Located in the Bronx, tiny City Island—it’s barely one square mile large—is easily accessible by public transit and has a quaint, New England fishing town feel. Stroll the main street (City Island Avenue) and then head to King or Minnieford avenues where you’ll find tree-lined neighbourhoods with well-preserved 19th-century Victorian architecture. Antique shops abound, and they’re joined by an eclectic bunch of artisans. Check out Starving Artist Cafe, which offers live music and handmade jewelry.

The ships and shops are great, but it’s the classic seafood that just may be City Island’s main draw. You won’t find fussy cuisine here, just roll-up-your-sleeves deliciousness as the island’s many restaurants compete to offer the best lobster rolls—and other seafood favourites—on the Eastern Seaboard. Try a movable feast with the Baked Clams Oreganato at the Lobster Box followed by Alaskan King crabs at Sammy’s Fish Box

Governors Island 

1825

Nolan Park, photo by Terese Loeb Kreuzer/Alamy

Governors Island is where New Yorkers let their hair down—it’s a 172-acre playground that hosts festivals, parks and multiple recreation opportunities.

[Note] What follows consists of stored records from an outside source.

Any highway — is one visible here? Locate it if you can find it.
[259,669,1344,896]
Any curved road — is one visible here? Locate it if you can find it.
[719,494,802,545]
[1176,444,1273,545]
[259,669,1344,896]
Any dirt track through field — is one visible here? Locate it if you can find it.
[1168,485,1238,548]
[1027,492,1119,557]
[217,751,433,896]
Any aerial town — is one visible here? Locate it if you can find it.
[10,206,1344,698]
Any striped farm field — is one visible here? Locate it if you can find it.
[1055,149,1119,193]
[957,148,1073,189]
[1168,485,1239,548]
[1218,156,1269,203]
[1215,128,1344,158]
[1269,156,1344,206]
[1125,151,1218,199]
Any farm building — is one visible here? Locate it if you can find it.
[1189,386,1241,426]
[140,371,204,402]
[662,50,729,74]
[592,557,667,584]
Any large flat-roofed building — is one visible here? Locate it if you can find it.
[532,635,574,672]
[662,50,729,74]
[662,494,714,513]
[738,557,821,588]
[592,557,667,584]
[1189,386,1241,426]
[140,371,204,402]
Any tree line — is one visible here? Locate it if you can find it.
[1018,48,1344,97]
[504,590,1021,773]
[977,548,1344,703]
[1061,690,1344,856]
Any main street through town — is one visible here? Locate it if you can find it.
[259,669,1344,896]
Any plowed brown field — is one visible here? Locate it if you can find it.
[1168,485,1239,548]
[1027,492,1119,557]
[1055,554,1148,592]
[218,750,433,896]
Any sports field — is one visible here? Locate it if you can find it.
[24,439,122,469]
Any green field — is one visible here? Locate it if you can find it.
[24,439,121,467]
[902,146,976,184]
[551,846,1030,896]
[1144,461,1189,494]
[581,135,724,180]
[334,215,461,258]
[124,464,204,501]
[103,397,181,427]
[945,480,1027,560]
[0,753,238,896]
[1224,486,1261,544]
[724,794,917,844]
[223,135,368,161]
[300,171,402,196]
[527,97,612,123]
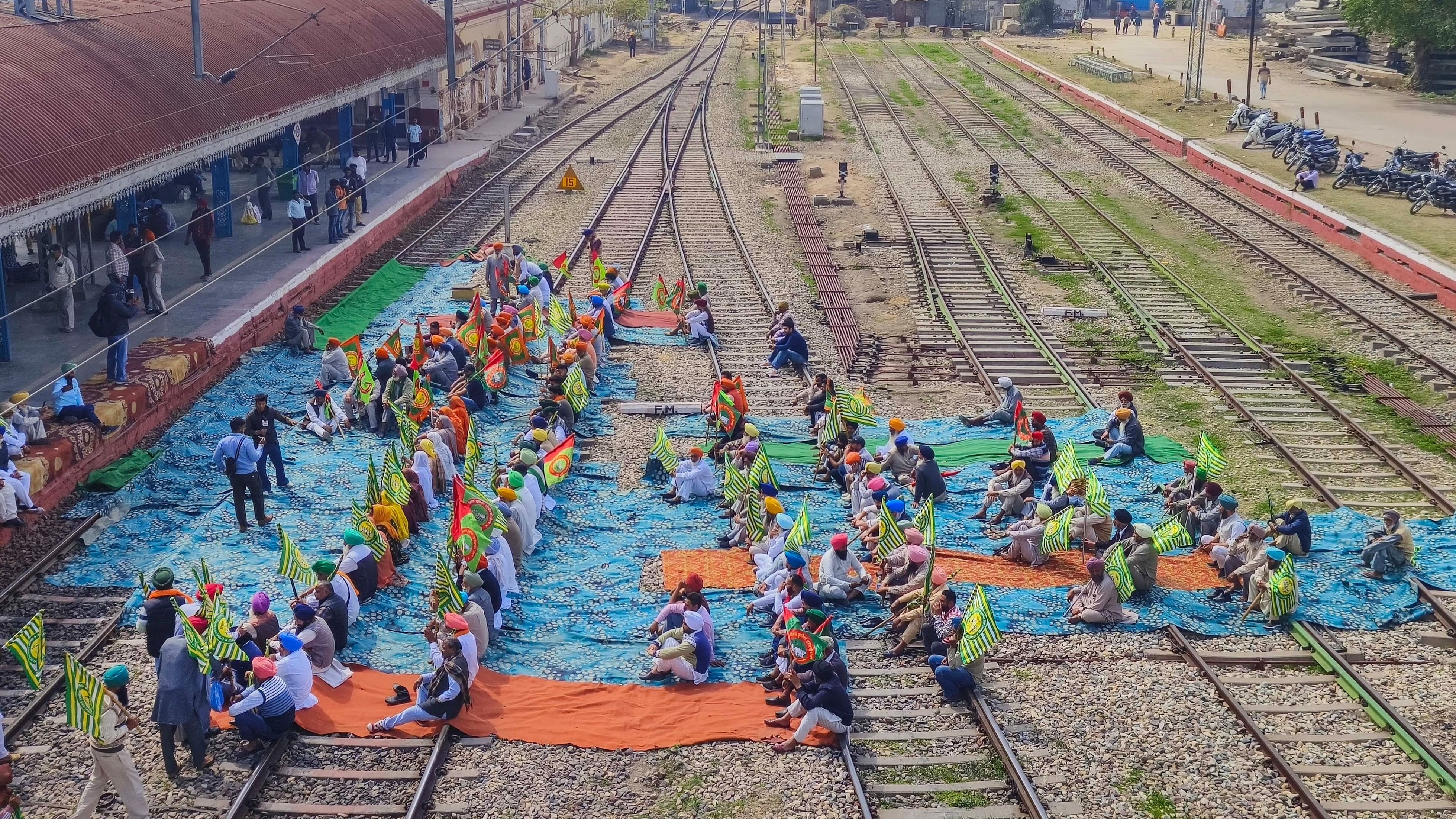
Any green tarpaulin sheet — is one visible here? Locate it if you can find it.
[314,259,425,350]
[81,447,162,493]
[763,436,1192,469]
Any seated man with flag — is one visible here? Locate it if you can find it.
[1067,558,1137,625]
[303,389,348,443]
[662,446,718,504]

Accessible by ferry from Manhattan or Brooklyn, it’s closed in winter, though it more than compensates with wide-open festive summers. 

Back in the 17th century, the island was exclusively reserved for visiting British governors, but today’s visitors no longer require permission from the Queen. (She’s probably not big on kayaking, anyway, but you should be, especially since Downtown Boathouse offers free kayak rentals.) If you’re stuck on the royalty thing, check out The Governor’s House, a lovely Georgian brick building that’s on the National Register of Historic Places. History buffs should also visit Castle Williams, a circular sandstone fort built during the turbulence surrounding the War of 1812. The cannons are gone, but the four-storey fort remains, with impressive eight-foot-thick walls.

The heart and soul of Governors Island is its festival schedule, always changing and always fun. The Governors Club—a magical combination of beach, beer garden and music venue—is a rocking party scene. Yes, you’re barefoot in the sand, your beer has a lime in it and you’re still in New York City. Don’t let the cognitive dissonance blow your mind.

Roosevelt Island 

1827

Photo by Mario Burger

Roosevelt Island sits right in the middle of the East River. To get there, you swipe your MetroCard and board the Aerial Tram, which is pretty much the coolest commute vehicle imaginable. You know that feeling you get when you stand against the window of a high-rise and look down? Well riding the Aerial Tram is like that, except the high-rise is swaying and there are 100 New Yorkers around you acting like nothing unusual is going on.

Roosevelt Island is just two miles long and 800 feet wide. You can stroll the whole thing in a few hours, and the views back toward Manhattan are spectacular. The island has gems of its own, too, including the Gothic-revival lighthouse (built in 1872) and The Octagon, formerly the New York City Lunatic Asylum, but now refurbished with a stunning eight-sided rotunda. 

The highlight of this island is Franklin D. Roosevelt Four Freedoms Park, a tribute to the U.S. president for whom the island is named. There’s a massive bronze bust of the great man, as well as the stirring words of his “Four Freedoms” State of the Union speech etched in granite. A double row of trees frames the harbour, creating a peaceful atmosphere that inspires quiet reflection.

Getting there: WestJet flies to LaGuardia 48 times a week from Toronto, and to JFK once a day from Calgary.